A positive demand shock increases output in the short run (sticky prices); firms respond by increasing production. If sustained, it tightens the labor market, pushing unemployment below NAIRU and triggering wage-price increases. In the long run, inflation rises while output returns to potential.
Trace demand shock through AS-AD diagram and Phillips curve. Positive shock shifts AD right, raising output and lowering unemployment below NAIRU. This creates inflation pressure. Show policy trade-off.
A demand shock is anything that shifts the aggregate demand for goods and services in the economy — a burst of consumer confidence, a fiscal stimulus package, a surge in export demand, or a sharp rise in business investment.
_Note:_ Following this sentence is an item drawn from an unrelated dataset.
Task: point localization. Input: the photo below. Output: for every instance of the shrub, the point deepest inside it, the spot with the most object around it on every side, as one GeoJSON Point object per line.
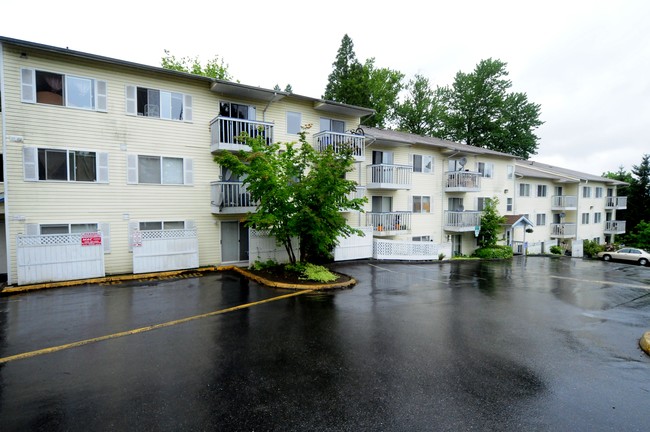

From your study of aggregate demand and the expenditure approach, you know that AD is the sum of consumption, investment, government spending, and net exports. When any of these components rises unexpectedly and persistently, the economy faces a rightward shift in the AD curve. The question is what happens to output and inflation in response — and the answer depends critically on whether we are looking at the short run or the long run.
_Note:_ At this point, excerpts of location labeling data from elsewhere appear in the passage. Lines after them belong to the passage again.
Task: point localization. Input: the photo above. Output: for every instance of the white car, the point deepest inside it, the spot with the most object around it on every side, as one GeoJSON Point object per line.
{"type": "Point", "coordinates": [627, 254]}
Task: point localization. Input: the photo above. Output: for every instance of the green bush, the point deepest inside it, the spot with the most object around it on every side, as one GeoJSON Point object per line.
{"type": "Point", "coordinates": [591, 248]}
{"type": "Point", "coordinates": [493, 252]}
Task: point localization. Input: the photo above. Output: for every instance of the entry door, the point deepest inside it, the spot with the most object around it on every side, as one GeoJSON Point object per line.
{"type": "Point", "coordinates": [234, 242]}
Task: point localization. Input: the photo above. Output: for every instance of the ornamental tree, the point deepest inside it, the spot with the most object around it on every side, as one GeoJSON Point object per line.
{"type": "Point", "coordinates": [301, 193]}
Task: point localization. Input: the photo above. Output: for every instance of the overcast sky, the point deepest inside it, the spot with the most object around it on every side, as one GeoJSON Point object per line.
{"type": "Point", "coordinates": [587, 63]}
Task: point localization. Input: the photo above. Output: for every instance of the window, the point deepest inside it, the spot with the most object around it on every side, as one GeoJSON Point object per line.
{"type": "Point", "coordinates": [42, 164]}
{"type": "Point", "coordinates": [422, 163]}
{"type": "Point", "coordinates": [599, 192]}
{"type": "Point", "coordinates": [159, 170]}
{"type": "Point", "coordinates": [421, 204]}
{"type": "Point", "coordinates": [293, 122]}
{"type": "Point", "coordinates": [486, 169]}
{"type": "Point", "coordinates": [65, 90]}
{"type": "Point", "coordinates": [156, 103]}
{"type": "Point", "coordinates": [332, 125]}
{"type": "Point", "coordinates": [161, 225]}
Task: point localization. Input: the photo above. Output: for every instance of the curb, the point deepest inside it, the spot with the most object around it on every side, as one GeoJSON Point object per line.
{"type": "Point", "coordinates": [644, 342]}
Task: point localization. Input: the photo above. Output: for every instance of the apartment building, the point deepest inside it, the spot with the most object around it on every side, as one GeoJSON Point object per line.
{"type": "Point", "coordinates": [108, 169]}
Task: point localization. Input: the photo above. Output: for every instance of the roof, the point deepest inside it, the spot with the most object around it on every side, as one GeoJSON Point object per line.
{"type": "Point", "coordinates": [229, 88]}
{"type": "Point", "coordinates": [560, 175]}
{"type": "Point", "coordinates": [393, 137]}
In the short run, wages and prices are sticky: workers have nominal wage contracts, firms have menu costs, and adjustment takes time. When demand rises, firms cannot immediately raise prices to clear the market, so they respond by increasing production. Output rises above its potential level — the level consistent with normal capacity utilization and the NAIRU (the unemployment rate at which inflation is stable). Okun's Law, which you have already studied, tells you what this output gap implies: output above potential means unemployment falls below NAIRU. Firms are hiring more workers than their "natural" level, and the economy is running hot.
The labor market tightening then triggers the inflation dynamic. When unemployment falls below NAIRU, workers gain bargaining power and push for higher wages. Firms facing higher labor costs pass them through in higher output prices. This is the wage-price spiral — wages chase prices, prices chase wages — and it is the channel through which a demand shock that initially only raised output eventually raises inflation as well. The Phillips curve (which you are building toward) formalizes this relationship: inflation rises when unemployment falls below NAIRU by an amount proportional to the gap. Crucially, this process takes time — typically one to two years after the initial shock — which is why monetary policy acts with long and variable lags.
In the long run, markets fully adjust. The economy cannot sustainably produce above potential — capital depreciates, workers demand rest, and the supply of productive inputs is ultimately bounded. As inflation rises, it erodes the real purchasing power of the original demand stimulus: higher prices reduce the real value of government spending, household purchasing power, and net exports. AD shifts back toward potential output. The long-run result of a permanent positive demand shock that goes unaddressed by policy is: output returns to potential, but the price level is permanently higher (or, for a persistent shock, the inflation rate is permanently higher). The demand shock bought temporary output gains at the cost of lasting inflation — the classic short-run/long-run tradeoff at the heart of macroeconomic stabilization policy.